# Find meta-analysis of MVTec AD through Semantic Scholar's API

I will attempt to do this with the following strategy:

1. get the two mvtec ad papers (2019 and 2021)
2. list all their citations
3. for each paper citing (1):
   1. get all their citations
   2. compute how many they have in (2)

I expected that if a paper cites many papers that cite mvtec ad to be a review, a survey, or a meta analysis.

[Semantic Scholar's API web page](https://www.semanticscholar.org/product/api).

[[DOC] `/graph/v1/paper/{paper_id}` ](https://api.semanticscholar.org/api-docs/graph#tag/Paper-Data/operation/get_graph_get_paper)
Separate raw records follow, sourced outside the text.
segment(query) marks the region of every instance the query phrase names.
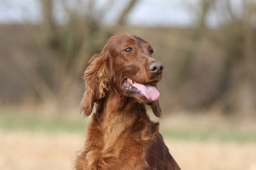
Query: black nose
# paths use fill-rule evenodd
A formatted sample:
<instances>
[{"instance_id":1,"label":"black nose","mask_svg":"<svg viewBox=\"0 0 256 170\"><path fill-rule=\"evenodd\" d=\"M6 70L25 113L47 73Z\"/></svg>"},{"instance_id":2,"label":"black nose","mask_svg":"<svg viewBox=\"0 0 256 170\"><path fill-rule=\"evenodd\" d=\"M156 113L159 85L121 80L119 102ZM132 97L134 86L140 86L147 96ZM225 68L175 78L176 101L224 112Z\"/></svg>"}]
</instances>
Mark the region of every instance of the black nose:
<instances>
[{"instance_id":1,"label":"black nose","mask_svg":"<svg viewBox=\"0 0 256 170\"><path fill-rule=\"evenodd\" d=\"M164 66L161 62L152 62L148 67L151 73L160 74L163 72Z\"/></svg>"}]
</instances>

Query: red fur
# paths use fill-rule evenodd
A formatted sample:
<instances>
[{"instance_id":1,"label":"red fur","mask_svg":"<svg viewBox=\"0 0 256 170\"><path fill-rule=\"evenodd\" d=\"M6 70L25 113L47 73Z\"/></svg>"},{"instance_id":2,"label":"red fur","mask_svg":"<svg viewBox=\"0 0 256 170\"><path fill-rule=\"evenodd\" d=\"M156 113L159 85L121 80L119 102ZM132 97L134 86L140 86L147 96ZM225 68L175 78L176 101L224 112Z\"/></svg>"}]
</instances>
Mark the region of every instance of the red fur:
<instances>
[{"instance_id":1,"label":"red fur","mask_svg":"<svg viewBox=\"0 0 256 170\"><path fill-rule=\"evenodd\" d=\"M124 52L127 47L134 51ZM161 117L159 101L128 93L122 86L125 78L156 86L162 74L148 69L157 62L151 50L151 45L137 36L117 34L90 60L81 106L87 116L95 103L97 107L76 160L77 170L180 169L159 134L159 123L151 122L146 112L148 104Z\"/></svg>"}]
</instances>

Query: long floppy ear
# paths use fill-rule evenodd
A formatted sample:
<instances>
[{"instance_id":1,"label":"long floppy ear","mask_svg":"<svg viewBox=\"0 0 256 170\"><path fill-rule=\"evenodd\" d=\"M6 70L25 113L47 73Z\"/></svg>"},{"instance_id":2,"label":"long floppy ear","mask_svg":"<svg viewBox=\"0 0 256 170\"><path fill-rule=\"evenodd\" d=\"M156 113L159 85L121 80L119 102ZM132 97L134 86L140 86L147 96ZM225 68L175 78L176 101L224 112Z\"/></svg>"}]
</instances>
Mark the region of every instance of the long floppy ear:
<instances>
[{"instance_id":1,"label":"long floppy ear","mask_svg":"<svg viewBox=\"0 0 256 170\"><path fill-rule=\"evenodd\" d=\"M150 106L151 107L154 114L156 117L161 118L161 109L160 107L159 101L157 100L155 101L152 101L152 102L149 103L149 105L150 105Z\"/></svg>"},{"instance_id":2,"label":"long floppy ear","mask_svg":"<svg viewBox=\"0 0 256 170\"><path fill-rule=\"evenodd\" d=\"M86 84L85 92L81 101L81 110L87 116L91 114L94 103L104 98L109 91L107 60L103 52L94 55L85 70L83 76Z\"/></svg>"}]
</instances>

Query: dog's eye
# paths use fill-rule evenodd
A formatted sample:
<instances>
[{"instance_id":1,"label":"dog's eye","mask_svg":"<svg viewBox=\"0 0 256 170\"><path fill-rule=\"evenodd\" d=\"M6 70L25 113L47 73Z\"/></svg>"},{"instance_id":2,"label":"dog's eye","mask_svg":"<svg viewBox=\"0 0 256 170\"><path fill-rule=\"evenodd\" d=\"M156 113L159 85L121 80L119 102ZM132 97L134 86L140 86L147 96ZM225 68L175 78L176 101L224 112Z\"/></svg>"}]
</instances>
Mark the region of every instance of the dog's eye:
<instances>
[{"instance_id":1,"label":"dog's eye","mask_svg":"<svg viewBox=\"0 0 256 170\"><path fill-rule=\"evenodd\" d=\"M153 52L154 52L153 48L150 47L150 49L149 49L149 54L150 54L150 55L152 55Z\"/></svg>"},{"instance_id":2,"label":"dog's eye","mask_svg":"<svg viewBox=\"0 0 256 170\"><path fill-rule=\"evenodd\" d=\"M127 49L125 49L124 50L124 52L126 52L126 53L131 53L131 52L133 52L133 50L132 50L132 47L127 47Z\"/></svg>"}]
</instances>

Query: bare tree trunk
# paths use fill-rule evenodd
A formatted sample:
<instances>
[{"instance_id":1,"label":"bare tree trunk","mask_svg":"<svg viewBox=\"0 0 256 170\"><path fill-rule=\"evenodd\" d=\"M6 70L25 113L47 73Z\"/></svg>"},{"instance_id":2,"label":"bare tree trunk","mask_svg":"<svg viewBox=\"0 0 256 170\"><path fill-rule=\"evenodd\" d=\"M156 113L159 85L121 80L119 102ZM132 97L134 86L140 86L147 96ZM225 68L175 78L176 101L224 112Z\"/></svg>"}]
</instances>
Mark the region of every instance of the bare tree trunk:
<instances>
[{"instance_id":1,"label":"bare tree trunk","mask_svg":"<svg viewBox=\"0 0 256 170\"><path fill-rule=\"evenodd\" d=\"M41 36L46 43L51 47L57 45L57 34L53 21L53 0L41 0L42 4L43 21L41 23Z\"/></svg>"},{"instance_id":2,"label":"bare tree trunk","mask_svg":"<svg viewBox=\"0 0 256 170\"><path fill-rule=\"evenodd\" d=\"M193 64L195 52L198 48L199 40L206 29L206 18L210 6L214 4L215 0L201 0L202 12L198 18L197 27L192 35L192 43L189 44L188 50L185 53L184 59L181 63L176 78L174 81L174 87L178 87L182 84L188 76Z\"/></svg>"},{"instance_id":3,"label":"bare tree trunk","mask_svg":"<svg viewBox=\"0 0 256 170\"><path fill-rule=\"evenodd\" d=\"M139 0L131 0L130 3L127 6L127 7L124 10L122 13L121 14L117 23L123 26L125 24L126 21L126 17L127 14L129 13L129 11L135 6L136 4L139 1Z\"/></svg>"}]
</instances>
OBS: limited to 100 requests / 5 minutes.

# `000` --> `001` changes

I will just do the same and include info about the authors and publication date to facilitate manual inspection.

In [1]:
from urllib.request import urlopen
import json

# i found this solution to limit the number of requests to semanticscholar.org
# src: https://stackoverflow.com/a/64845203/9582881
from ratelimit import limits, sleep_and_retry


@sleep_and_retry
@limits(calls=100, period=5 * 60)  # 100 requests per 5 minutes
def get_paper_data(paper_id: str) -> dict:
    url = f"https://api.semanticscholar.org/graph/v1/paper/{paper_id}?fields=title,citations,references,authors,publicationDate,abstract,url"
    with urlopen(url) as response:
        return json.loads(response.read().decode())

In [2]:
# https://www.semanticscholar.org/paper/MVTec-AD-%E2%80%94-A-Comprehensive-Real-World-Dataset-for-Bergmann-Fauser/3aa681914a7da79f7d7293f51a058eefe61c8bb7
PAPERID_MVTEC_2019 = "3aa681914a7da79f7d7293f51a058eefe61c8bb7"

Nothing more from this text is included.